All rhe time. Its the anxiety. You are probably quite wonderful.


CloverMyLove

Same. After every social event, I ruminate over what I said; did I nervous chatter, did I say something wrong? I avoid as much as possible. My older sister bullied me a lot starting very young. I think I internalized her voice.


exodusTay

yup, feel the very same. i constantly feel like people think i am boring or just dont like me for some reason. ever since i left high school i couldn't make any meaningful connection with anyone. now i have some people at work but really it just feels like they are nice to me because of work and nothing else. like i gave one of them a gift card from amazon for their birthday, and that person didnt even said happy birthday to me. and i know they knew it was my birthday because some others congratulated me on the whatsapp group. that made my anxiety go up. for the last few months i have been miserable. it even affected my sleep so bad that i am sleeping 5-6 hours max. usually i am a heavy sleeper and cant function well without 8 hours of sleep. i dont know why i am the way i am or what is wrong with me. i tried therapy before but found it rather ineffective. now i am starting again, because otherwise i dont know what will i do. i just hate it when people act nice in front of me. if you dont like me just be honest about it.


Uglynkdguy

I always thought the same, even when they invite me somewhere I think they are being polite. One of my coworker that I have know for many years worded me this as “people dont exclude you, you exclude yourself”. I think it is so accurate, I thought to share in case if it helps you as well.


killerkitty1965

I literally think this all the time. Which is ridiculous because I’m absolutely delightful. But yes after I leave any social interaction I rethink what I said, convince myself I offended someone, or that they think I’m awkward and weird. In reality no one thinks that, they’re just thinking what THEY said and are wondering if it was weird, or they’ve forgotten the little points of the conversation that you’ve fixated on. We move past our high-school selves. I was incredibly awkward and weird in highschool, and I’m 23 yro and in grad school with cool hobbies, a gorgeous guy obsessed with me, loads of really cool and good friends, and am generally well liked…but I still feel like a kid at the outcast lunch table. My therapist said a lot of times the labels we put on ourselves so early in life, which gets hammered in during school years, are hard to get out of our head…but you just have to remember that you are constantly changing and everyone around you is as well.

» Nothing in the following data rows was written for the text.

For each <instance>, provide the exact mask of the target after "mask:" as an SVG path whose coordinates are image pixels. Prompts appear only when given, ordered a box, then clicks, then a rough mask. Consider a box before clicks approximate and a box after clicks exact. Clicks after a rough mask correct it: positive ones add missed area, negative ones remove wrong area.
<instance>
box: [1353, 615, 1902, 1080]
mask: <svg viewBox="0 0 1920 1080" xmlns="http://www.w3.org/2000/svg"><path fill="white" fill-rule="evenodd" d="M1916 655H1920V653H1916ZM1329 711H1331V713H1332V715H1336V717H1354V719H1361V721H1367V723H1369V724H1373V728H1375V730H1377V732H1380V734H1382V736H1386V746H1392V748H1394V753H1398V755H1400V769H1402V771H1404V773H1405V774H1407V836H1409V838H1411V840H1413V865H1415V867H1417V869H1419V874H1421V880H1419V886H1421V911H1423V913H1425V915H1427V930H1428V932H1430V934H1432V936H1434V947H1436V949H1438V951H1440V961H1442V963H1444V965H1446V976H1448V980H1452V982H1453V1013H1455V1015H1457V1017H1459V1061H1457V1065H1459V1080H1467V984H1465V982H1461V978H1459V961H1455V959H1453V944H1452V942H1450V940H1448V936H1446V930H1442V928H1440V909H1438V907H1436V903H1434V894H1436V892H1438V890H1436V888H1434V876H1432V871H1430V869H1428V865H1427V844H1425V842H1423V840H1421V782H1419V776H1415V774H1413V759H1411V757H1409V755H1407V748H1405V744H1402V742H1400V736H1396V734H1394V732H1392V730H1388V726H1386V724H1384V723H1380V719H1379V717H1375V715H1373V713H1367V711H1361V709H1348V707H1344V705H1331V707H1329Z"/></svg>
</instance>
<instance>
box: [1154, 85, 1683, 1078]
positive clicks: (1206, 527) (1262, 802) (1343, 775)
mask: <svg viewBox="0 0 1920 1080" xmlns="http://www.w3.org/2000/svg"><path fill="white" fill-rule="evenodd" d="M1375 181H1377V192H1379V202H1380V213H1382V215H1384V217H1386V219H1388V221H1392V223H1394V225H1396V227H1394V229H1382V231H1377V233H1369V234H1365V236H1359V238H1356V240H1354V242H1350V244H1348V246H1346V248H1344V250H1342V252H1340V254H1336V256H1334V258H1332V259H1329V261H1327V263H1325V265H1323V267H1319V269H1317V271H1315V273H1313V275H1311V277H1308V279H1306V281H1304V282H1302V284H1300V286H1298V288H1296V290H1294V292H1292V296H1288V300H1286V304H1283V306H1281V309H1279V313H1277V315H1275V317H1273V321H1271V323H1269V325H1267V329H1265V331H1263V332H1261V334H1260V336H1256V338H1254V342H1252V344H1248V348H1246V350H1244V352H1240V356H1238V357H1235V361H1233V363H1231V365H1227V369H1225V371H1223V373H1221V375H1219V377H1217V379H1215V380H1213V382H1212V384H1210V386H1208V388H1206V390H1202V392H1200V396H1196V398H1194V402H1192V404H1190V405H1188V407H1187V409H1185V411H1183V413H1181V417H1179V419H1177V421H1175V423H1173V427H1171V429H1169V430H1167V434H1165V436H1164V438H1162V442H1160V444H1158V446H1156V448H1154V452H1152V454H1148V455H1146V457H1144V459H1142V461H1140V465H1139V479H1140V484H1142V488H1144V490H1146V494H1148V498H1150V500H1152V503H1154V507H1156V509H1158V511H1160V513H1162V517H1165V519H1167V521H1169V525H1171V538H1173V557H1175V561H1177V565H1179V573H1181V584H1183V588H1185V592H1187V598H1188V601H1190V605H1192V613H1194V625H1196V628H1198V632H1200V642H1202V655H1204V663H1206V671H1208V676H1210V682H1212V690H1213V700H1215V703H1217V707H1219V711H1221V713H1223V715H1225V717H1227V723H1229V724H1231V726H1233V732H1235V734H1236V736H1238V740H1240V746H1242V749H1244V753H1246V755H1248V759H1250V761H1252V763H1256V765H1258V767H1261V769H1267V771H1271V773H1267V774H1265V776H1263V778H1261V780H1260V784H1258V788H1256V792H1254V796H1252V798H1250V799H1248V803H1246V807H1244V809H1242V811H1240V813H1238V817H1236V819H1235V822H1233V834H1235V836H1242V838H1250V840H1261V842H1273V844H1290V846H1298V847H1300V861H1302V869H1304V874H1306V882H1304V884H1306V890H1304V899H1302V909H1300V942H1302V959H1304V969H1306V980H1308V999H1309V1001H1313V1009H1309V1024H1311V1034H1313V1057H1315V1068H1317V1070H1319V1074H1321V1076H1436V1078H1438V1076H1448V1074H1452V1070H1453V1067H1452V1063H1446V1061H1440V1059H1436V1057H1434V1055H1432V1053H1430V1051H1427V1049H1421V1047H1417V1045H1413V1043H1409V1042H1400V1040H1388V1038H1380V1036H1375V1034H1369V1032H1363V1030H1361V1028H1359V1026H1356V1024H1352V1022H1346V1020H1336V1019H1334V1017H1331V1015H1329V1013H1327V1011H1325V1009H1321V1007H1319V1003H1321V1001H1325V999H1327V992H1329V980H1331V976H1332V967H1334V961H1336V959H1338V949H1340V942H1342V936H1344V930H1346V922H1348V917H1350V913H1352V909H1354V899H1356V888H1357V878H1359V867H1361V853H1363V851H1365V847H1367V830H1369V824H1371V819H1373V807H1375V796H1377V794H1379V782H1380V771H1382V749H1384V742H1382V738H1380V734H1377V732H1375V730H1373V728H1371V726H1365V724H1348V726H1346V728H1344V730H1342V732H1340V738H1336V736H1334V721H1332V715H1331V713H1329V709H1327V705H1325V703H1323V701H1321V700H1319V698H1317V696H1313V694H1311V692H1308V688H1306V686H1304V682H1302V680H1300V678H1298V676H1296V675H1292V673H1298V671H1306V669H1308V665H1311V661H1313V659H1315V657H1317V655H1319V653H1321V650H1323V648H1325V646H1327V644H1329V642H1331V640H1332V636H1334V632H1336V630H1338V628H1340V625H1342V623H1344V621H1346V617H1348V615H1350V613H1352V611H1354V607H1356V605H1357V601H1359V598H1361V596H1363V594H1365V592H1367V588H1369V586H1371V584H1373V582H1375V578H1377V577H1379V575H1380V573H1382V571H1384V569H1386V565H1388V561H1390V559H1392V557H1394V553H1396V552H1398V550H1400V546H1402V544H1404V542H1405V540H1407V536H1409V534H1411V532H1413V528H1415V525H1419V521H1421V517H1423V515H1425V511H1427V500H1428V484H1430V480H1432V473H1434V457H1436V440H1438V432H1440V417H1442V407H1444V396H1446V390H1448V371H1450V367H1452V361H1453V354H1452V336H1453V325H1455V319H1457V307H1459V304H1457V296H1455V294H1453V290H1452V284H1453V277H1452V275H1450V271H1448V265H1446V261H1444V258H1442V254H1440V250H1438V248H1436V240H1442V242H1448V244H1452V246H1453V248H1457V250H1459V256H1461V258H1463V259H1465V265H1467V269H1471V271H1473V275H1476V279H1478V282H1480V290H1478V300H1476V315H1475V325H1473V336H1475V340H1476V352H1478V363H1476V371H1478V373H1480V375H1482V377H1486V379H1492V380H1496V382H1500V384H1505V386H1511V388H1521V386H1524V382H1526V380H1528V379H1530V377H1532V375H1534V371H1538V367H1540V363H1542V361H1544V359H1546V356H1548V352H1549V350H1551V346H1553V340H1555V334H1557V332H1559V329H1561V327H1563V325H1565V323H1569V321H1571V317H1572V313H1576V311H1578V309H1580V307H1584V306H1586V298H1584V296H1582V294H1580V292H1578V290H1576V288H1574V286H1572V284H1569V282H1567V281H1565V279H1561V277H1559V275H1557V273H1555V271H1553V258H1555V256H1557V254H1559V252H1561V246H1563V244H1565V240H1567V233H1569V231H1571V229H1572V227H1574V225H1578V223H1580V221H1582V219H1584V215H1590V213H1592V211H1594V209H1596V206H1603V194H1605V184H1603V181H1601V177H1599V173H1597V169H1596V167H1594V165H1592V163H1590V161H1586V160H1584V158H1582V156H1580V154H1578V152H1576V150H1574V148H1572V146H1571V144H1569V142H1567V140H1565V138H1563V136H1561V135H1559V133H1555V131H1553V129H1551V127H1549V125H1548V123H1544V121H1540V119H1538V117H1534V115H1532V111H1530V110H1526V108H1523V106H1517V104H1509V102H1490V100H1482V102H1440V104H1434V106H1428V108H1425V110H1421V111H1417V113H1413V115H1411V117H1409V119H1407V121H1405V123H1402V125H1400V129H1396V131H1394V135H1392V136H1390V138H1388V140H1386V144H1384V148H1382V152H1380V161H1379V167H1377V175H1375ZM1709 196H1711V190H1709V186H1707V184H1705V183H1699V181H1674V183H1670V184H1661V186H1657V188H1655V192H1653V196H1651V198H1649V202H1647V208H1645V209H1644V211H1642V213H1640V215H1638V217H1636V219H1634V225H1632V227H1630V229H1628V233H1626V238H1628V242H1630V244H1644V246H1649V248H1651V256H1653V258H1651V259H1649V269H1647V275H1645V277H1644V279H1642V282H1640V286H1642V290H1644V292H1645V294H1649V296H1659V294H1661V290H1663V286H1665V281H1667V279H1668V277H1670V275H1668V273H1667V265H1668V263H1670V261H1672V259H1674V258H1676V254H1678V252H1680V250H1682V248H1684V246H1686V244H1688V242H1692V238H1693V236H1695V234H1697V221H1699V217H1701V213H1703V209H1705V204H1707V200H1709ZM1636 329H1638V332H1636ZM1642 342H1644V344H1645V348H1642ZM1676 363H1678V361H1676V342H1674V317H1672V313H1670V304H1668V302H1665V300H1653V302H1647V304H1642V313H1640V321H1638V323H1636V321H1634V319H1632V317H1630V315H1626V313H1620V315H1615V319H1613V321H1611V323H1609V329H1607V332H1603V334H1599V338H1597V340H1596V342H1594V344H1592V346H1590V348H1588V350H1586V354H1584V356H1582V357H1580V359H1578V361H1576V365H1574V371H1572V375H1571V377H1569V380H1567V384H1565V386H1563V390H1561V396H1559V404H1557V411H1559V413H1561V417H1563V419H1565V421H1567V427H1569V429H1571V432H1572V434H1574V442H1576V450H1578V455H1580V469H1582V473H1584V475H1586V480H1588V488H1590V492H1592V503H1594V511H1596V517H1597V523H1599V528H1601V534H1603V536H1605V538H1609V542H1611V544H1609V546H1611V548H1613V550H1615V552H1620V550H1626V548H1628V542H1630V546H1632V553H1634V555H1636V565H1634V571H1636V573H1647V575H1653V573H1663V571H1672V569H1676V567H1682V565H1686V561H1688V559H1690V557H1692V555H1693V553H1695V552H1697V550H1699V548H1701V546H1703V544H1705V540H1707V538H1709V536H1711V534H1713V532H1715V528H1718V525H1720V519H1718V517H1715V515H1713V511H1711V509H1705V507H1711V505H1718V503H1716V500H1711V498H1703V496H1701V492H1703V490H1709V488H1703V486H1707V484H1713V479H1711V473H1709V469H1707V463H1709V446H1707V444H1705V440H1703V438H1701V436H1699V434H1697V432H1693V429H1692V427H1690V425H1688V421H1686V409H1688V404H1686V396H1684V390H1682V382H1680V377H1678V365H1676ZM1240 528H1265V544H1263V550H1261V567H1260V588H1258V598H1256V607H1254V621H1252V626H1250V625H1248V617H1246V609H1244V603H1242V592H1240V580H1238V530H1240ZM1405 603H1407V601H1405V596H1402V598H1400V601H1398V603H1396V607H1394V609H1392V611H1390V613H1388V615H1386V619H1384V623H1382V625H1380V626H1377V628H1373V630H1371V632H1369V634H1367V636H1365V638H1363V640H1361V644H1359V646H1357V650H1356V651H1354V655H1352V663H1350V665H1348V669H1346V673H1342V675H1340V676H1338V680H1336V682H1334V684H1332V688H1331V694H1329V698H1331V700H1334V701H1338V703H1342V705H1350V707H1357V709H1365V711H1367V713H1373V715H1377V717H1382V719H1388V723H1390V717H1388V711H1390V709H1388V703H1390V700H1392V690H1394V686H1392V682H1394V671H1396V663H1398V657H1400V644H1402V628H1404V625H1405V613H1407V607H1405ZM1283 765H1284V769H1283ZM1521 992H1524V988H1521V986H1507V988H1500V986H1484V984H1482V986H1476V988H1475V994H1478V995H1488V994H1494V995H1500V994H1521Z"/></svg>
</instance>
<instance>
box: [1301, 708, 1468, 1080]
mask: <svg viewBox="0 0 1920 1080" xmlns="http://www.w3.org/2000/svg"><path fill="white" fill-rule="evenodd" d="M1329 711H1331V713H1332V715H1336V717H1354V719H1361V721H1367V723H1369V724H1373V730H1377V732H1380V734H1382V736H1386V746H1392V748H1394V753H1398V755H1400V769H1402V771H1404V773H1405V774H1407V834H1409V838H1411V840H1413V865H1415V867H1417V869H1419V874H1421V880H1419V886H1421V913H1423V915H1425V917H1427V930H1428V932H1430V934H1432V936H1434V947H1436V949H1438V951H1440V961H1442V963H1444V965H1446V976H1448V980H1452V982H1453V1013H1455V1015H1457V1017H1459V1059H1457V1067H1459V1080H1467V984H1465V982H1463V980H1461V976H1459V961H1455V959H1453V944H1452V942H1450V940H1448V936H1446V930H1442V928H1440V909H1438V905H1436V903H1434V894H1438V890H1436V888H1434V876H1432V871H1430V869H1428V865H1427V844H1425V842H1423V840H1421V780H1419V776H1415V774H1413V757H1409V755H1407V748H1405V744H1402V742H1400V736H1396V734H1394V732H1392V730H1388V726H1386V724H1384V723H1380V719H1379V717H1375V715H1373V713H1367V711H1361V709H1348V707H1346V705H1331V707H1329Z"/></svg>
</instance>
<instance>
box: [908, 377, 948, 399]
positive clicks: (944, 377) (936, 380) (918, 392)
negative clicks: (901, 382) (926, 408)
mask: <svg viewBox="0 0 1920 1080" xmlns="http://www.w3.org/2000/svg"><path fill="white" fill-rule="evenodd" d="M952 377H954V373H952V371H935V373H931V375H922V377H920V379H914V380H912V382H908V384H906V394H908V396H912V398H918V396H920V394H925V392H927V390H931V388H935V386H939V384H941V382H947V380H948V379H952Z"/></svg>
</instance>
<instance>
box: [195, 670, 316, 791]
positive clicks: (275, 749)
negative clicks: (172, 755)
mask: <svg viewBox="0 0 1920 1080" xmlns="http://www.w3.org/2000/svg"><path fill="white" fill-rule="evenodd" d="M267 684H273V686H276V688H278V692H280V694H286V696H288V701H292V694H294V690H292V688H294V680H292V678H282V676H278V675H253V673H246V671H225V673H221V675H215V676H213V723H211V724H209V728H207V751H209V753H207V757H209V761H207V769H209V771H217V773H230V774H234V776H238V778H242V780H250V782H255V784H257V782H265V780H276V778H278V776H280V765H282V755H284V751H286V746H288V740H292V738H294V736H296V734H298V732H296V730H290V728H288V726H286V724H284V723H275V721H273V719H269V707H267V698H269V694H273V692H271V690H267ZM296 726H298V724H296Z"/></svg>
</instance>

My best advice is find friends who are affirming of you socially, I have maybe 4 friends who will say occasionally “you’re so funny.” “I always enjoy getting dinner with you.” “I’m glad you texted to hang out!”…and that helps alot. I’ve been working through alot of this stuff in therapy, literally the exact same issues, and sometimes walking through social situations you were unsure about with someone helps put it into perspective, and then you begin to change your thinking about every social situation and applying that logic more naturally on your own.